それに『笑い』が加わるので尚の事、落語は素晴らしい芸能なんじゃないかな~と私は
思っています。
落語はただ笑えるものではなくて、人情噺と言う分野や怪談噺なんて言うのもあります。
先にも書きましたけれど、落語はライブが一番です。人情噺をやられると私なんかは
すぐに泣いてしまいます。一緒に落語に行った人から、私が泣くか泣かないかを見てい
る方が面白かった なんて言われた事もあります
噺家さんに言わせると、泣かせるよりも笑わせる方がはるかに難しい。。。との事で
した。聞く側からすると気持ちよく泣かせてくれたら、ああこの人は巧いなんて思うので
すが、なかなかにそうではないのですね~。
もっとも泣かせる為にはキッチリ噺の中にお客さんを取り込まないとダメですから、
それだって相当の話術は必要ですよね。
また話しが長くなって来ていますが、『安心して聞いていられる』と言うのは芸の『ワー
ルド』に客が身を委ねられると言う事でありまして、それには疑り深い観客を完全に
騙しきるだけの細かな配慮が必要です。落語などは座布団と扇子だけで出来る芸で
す。しかも正座をして動きに制限までつけて演じる芸です。だけどおおよそ表現出来
ないモノはないと思う程にありとあらゆるものが表現出来ます。頭が取れたり、胴が
切れたり。。。そんな馬鹿な と思うモノが表現されてしまいます。そんな事もある
わなぁ~と思ってしまうのですね。
大道具、小道具に拘るのも良いですが、落語みたいに何もなくても観客が勝手に
想像する事で演者側の意図をくみ取る事も出来るのです。
ただ演者側が完ぺきに演じて貰わなければ、虚構がバレたら台無しになってしまう。
この辺に巧さが出るのでしょうね。
お芝居では『巧さ』を表現できると思うのですが、バラエティーではなかなか『巧さ』は
表現出来ないだろうと思うのです。そして『芸』を身につける事も出来ません。
テレビはせっかちですので『原石』をポンポン出してしまって、磨かれる前にポイッと
芸人を使い捨ててしまいます。寄席や歌舞伎、お芝居では徐々に芸を磨いて行って
くれるのですが。。。
上岡龍太郎さんが『テレビは素人芸がウケる』と言ってました。『より身近に起こりそう
な話しの方がリアリティがある』のだそうです。コツコツ積み上げる芸はウケなくなった。

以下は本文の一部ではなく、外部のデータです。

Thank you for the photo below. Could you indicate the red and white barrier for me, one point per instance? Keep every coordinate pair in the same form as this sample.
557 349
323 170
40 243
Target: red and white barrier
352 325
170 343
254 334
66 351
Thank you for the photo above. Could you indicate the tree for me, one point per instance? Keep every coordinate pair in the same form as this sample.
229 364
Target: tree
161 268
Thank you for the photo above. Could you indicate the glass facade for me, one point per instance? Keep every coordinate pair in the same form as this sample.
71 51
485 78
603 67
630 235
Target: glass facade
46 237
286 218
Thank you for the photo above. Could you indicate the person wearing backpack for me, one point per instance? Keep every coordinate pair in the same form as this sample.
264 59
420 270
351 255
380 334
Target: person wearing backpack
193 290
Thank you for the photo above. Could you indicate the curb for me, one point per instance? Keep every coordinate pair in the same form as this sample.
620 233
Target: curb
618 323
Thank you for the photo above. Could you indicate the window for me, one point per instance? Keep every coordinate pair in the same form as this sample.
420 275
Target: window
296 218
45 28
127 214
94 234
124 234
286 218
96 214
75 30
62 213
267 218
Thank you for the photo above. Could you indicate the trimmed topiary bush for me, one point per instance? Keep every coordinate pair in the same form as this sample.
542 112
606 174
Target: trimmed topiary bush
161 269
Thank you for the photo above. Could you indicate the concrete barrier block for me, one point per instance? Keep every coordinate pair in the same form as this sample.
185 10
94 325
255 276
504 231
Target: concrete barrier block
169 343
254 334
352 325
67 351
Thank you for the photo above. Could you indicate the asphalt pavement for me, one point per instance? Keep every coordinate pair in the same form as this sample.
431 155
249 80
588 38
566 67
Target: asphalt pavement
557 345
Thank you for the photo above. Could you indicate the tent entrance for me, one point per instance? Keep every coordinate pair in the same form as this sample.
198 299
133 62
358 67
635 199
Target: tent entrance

さんまさんや鶴瓶さんがその代表格だと話していました。
たださんまさんや鶴瓶さんはしっかり残っています。やはり芸の力量があるのでしょう。
若手のみなさんもしっかり芸を磨くべきなのですが。。。一発屋に終わって行く人のなん
と多い事でしょう。一発も当たらないより良いだろう。。。なんて事も言えるのですが、や
っぱり上手に演者さん達もテレビとお付き合いしていただきたいものです。
素材はそうそう面白い事はないのですぐに飽きられてしまいます。その後で残るか残
らないかは『芸』の力、力量なんでしょうね。